You just can’t take the nut out of wingnut. Reports come to Spot that Pat Anderson, in an apparent attempt to get some traction against the prohibitive [chortle] front runner for the GOP nod for governor, Lonely Boy Marty Seifert, says, “Why yes, we can have school vouchers in Minnesota. We can! We can!” She goes on to say that David Hann, another GOP aspirant to Tpaw’s porcelain throne, has been working so hard on vouchers that they just have to be possible.
We’re in “Obama was born in Kenya” or “the Democrats want to kill Grandma” territory here. This is well settled. In response to some hallucinations about school vouchers that Craig Westover, affectionately know as “Captain Fishsticks,” had some time ago, Spot wrote about it. Interestingly, both Pat and Sticks swim these days in the same brackish water tank, the Minnesota Free Market Institute. Anyway, here’s what Spot wrote:
The Legislature’s appetite for school vouchers is waning, as Rep. Buesgens and his buddy Captain Fishsticks found out this spring.

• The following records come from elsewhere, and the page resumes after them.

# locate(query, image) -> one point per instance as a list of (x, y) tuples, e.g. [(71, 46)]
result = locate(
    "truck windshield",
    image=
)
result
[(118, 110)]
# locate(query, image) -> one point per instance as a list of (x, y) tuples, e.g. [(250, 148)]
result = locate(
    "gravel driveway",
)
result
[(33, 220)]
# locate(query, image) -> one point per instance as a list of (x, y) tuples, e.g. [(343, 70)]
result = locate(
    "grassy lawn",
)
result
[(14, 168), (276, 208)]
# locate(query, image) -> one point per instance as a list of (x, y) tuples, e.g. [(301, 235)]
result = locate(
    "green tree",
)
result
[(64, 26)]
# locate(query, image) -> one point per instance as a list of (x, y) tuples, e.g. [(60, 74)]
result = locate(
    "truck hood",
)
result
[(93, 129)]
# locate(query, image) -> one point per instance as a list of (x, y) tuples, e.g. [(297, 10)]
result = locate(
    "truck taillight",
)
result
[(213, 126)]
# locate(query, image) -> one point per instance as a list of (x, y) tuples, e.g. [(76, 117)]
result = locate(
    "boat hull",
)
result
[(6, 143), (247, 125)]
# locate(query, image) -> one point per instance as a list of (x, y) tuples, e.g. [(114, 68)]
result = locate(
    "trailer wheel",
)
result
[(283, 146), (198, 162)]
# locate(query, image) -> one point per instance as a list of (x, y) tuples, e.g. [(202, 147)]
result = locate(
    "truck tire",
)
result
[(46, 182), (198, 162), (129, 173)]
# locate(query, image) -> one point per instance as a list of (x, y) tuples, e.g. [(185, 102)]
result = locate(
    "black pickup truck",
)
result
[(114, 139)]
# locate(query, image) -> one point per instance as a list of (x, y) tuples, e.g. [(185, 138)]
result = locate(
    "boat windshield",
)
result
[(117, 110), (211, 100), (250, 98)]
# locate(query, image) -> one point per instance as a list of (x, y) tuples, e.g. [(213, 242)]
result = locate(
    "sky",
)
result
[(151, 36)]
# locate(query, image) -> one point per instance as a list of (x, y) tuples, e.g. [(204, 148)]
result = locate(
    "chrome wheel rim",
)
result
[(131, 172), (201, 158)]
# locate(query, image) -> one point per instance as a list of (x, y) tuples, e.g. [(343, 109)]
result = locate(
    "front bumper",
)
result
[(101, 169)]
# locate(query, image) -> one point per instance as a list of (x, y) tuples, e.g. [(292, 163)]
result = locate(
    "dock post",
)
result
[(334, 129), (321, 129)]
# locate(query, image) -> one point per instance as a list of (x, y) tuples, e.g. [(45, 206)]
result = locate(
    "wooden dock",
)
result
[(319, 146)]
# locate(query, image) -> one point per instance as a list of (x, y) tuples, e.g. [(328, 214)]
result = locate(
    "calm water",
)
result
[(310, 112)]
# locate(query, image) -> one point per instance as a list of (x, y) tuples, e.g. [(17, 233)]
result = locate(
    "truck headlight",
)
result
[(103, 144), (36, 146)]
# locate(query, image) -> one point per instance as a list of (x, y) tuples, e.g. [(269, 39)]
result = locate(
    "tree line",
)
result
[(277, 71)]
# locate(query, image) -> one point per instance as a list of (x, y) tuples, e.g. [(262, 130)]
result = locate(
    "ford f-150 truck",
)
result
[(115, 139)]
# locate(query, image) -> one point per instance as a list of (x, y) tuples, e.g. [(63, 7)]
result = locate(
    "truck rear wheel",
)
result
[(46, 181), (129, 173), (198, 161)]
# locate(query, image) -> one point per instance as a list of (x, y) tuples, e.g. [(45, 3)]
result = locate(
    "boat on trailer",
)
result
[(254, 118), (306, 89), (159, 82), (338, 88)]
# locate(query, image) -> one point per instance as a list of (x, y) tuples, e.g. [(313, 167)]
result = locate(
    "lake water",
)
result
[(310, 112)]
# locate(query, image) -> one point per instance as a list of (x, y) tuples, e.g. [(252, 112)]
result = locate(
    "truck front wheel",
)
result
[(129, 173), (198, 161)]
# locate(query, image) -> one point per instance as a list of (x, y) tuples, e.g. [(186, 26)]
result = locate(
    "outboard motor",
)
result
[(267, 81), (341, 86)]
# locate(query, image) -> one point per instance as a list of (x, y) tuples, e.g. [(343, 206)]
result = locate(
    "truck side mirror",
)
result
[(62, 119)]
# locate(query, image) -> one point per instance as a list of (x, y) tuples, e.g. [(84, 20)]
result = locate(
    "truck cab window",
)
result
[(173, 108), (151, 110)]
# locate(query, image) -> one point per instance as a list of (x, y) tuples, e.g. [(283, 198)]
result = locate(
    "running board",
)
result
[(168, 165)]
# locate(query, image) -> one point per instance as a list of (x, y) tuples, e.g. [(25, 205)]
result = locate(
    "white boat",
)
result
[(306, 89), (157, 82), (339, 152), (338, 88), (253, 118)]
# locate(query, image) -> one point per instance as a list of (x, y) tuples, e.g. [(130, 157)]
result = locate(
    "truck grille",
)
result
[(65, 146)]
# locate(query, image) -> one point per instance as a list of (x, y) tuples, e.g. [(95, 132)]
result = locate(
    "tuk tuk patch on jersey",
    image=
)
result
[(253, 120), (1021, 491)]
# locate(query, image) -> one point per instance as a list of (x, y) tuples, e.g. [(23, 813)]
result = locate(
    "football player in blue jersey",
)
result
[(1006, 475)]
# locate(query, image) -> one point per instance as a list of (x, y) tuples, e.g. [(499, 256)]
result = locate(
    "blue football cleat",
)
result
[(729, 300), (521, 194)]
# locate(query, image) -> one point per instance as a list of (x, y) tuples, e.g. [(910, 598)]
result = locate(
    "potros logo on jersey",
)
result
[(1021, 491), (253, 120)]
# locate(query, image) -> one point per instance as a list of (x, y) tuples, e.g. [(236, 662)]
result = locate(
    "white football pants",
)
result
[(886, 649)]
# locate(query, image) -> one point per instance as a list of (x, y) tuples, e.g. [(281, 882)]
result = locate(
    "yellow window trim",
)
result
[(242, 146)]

Oh, by the way, boys and girls, did you know that Minnesota used to have a voucher-like scheme for private, including sectarian, schools? Well, it did until the Legislature got spanked by the Minnesota Supreme Court in MCLU v. State (oh, vile MCLU!) in 1974. It was called a tax credit system, where private school tuition up to a certain amount could be credited against Minnesota income tax, and if the credit was bigger than the tax owed, the state would send you the difference. Vouchers without the actual coupon.
The Court said, in a unanimous opinion, what? Are you nuts? (That’s Spot’s paraphrase, anyway.) It’s a violation of the separation of church and state. The Court ruled on US constitutional grounds, but noted that Minnesota also had this constitutional provision:
Article XIII, Section 2. Prohibition as to aiding sectarian school In no case shall any public money or property be appropriated or used for the support of schools wherein the distinctive doctrines, creeds or tenets of any particular Christian or other religious sect are promulgated or taught.
Spot has written many times that vouchers will remain merely a gleam in Captain Fishsticks’ eyes. [And apparently Pat Anderson’s, too!]
Update: cite for MCLU v. State: 302 Minn. 216, 224 N.W.2d 344 (1974)
Spot says to his Republican readers: beware anybody who peddles the snake oil of school vouchers in Minnesota. They’re charlatans. School vouchers are not even remotely possible politically in Minnesota, and they’re unconstitutional on top of it.
Find yourself a nice Birther, or Deather, or even, Tenther; they’re much more realistic.